Business improvement districts, or BIDs, can be effective vehicles for enhancing commercial districts. The way they work is pretty straightforward: an extra tax is levied on businesses that operate within BID boundaries, a governing board of stakeholders is established and the funds are spent improving and marketing the area.
BIDs have been successful in Arlington, D.C., New York City and many other places. They are generally seen as vehicles for supplementing city services to make particular areas cleaner, safer and more attractive.
The fairest BIDs are operated from the bottom up rather than the top down. For example, New York City has established the overall parameters for operating a BID, but the business owners themselves decide, by a vote, whether or not to establish a BID in their jurisdiction and what the tax rate — within a range set by the city — would be. A provision also exists that enables affected property owners to disband the BID.
Opponents of establishing BIDs in Alexandria have valid points. Management of the revenue generated from the special tax would fall to an unelected board of directors. Establishing a BID in Old Town sets a precedent for future special tax districts throughout the city. And, as Bert Ely pointed out, services that would be provided under the bid — like cleanliness and safety — should already be provided under the city’s existing budget.
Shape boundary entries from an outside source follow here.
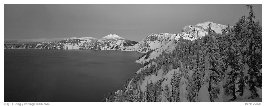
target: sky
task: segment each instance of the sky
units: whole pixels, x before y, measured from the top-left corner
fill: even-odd
[[[248,15],[246,5],[4,4],[4,43],[110,34],[138,42],[151,34],[178,34],[186,25],[207,21],[234,25]],[[262,24],[262,4],[250,5]]]

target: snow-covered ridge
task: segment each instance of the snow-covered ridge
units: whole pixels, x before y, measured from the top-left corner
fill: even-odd
[[[72,37],[63,40],[38,44],[4,45],[4,48],[87,49],[93,50],[123,50],[138,42],[127,40],[116,35],[110,35],[99,39],[92,37]],[[127,50],[126,49],[124,50]]]
[[[127,40],[126,39],[118,36],[116,35],[110,34],[103,37],[102,39],[103,40]]]
[[[185,36],[195,38],[196,35],[197,31],[198,31],[198,36],[200,37],[208,34],[207,29],[209,28],[209,24],[211,23],[211,28],[214,30],[217,33],[221,34],[222,30],[225,29],[227,26],[214,22],[208,21],[203,23],[198,23],[195,25],[187,25],[184,27],[183,30],[184,32],[183,34]],[[195,31],[194,31],[195,29]]]

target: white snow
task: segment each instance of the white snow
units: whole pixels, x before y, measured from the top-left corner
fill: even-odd
[[[102,38],[102,39],[104,40],[126,40],[126,39],[121,37],[118,36],[115,34],[110,34],[105,36]]]
[[[198,91],[198,102],[210,102],[210,94],[208,91],[208,87],[206,85],[203,85]]]

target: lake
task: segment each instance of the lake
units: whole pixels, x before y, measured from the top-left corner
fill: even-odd
[[[133,51],[4,50],[4,102],[99,102],[143,67]]]

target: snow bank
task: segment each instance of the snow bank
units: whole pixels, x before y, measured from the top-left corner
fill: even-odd
[[[208,87],[206,85],[201,86],[198,91],[198,102],[210,102],[210,94],[208,91]]]

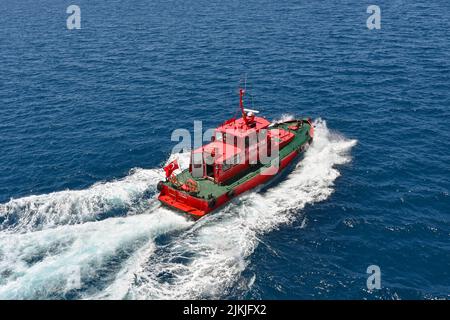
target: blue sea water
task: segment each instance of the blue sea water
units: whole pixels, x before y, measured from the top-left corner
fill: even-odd
[[[449,298],[448,1],[0,8],[0,298]],[[285,181],[187,221],[155,200],[172,130],[231,117],[243,74],[316,140]]]

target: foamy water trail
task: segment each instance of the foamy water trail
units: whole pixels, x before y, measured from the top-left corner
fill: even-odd
[[[298,218],[306,204],[328,198],[340,175],[336,165],[351,160],[349,152],[356,140],[331,133],[324,121],[315,125],[313,145],[284,181],[236,199],[159,248],[132,271],[134,281],[123,298],[226,296],[246,269],[261,235]]]
[[[145,192],[156,189],[162,170],[134,169],[123,179],[12,199],[0,204],[0,230],[26,232],[101,219],[113,211],[126,213]]]
[[[170,210],[0,233],[0,299],[65,299],[94,294],[161,234],[192,224]],[[120,273],[120,272],[119,272]]]

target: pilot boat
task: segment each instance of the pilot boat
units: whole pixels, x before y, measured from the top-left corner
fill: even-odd
[[[270,122],[244,107],[244,95],[239,89],[242,116],[222,123],[209,143],[192,150],[189,168],[180,170],[177,160],[164,167],[166,179],[157,185],[163,205],[197,220],[270,182],[307,150],[311,118]]]

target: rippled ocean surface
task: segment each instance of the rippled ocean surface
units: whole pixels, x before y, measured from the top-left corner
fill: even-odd
[[[449,298],[448,1],[0,8],[0,298]],[[156,201],[186,158],[171,132],[231,117],[243,74],[316,139],[283,181],[187,221]]]

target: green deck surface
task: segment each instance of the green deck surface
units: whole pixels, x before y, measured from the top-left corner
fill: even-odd
[[[288,156],[292,151],[299,149],[302,145],[307,143],[310,139],[309,137],[309,129],[310,125],[306,121],[303,123],[302,128],[297,131],[289,130],[288,127],[293,124],[295,120],[292,122],[285,122],[283,124],[275,125],[271,129],[281,128],[287,131],[290,131],[295,134],[294,139],[289,142],[286,146],[279,150],[280,161]],[[260,165],[259,167],[254,168],[252,171],[249,171],[247,174],[242,176],[236,181],[231,181],[229,184],[218,185],[211,180],[205,178],[193,178],[189,169],[185,169],[183,172],[177,175],[177,180],[180,183],[185,183],[188,179],[193,179],[198,183],[199,192],[195,195],[197,198],[209,199],[211,197],[217,198],[224,193],[234,189],[236,186],[250,180],[254,176],[258,175],[261,170],[265,170],[270,167],[270,164]],[[174,187],[174,185],[168,181],[165,182],[167,186]],[[178,189],[179,190],[179,189]],[[182,191],[184,192],[184,191]]]

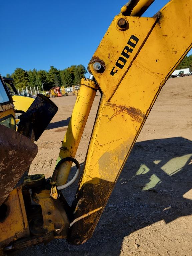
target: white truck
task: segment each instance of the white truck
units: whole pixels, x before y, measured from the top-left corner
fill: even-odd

We have several concerns of our own to add to those cited at last week’s meeting of the governance subcommittee of the waterfront committee:
Businesses that operate in Old Town already pay a “surcharge” in the form of higher rents and building prices. This means they are already paying a higher amount of the city’s taxes. Given that the historic district is the city’s tourist golden goose, why aren’t these BID enhancements already in place?
In some jurisdictions, residential property owners within BID districts also pay a tax surcharge. Is city council willing to guarantee that the BID tax would only apply to businesses and never to homeowners?
BIDs have been around for more than 40 years. What does the long-term data indicate regarding the prosperity of affected businesses pre- and post-BID formation?
We believe that a BID can only be established and continued with the consent of the businesses under its jurisdiction. To that end, a petition or referendum should be held, and the establishment of a BID in Old Town should require a majority of affected business owners to vote in favor of the proposal. If the majority says no, then there should be no BID.
Furthermore, we think that at intervals of no more than a year or two, the same referendum should be held to see if businesses want to continue the BID. This form of direct democracy is the only way to avoid the noxious malady of taxation without representation.
Like the idea for a centralized, citywide preschool location, we think that the proposed Old Town BID has considerable merit. But establishing BIDs in Alexandria would represent a sea change from the way we have previously done business. Council must not repeat what we think was a significant mistake with centralized preschool: Don’t rush into this before the details are worked out.
Far too many initiatives in Alexandria are imposed from the top rather than generated by support from the bottom. A special tax district has to have the majority backing of those who would be affected. Otherwise it should be a nonstarter.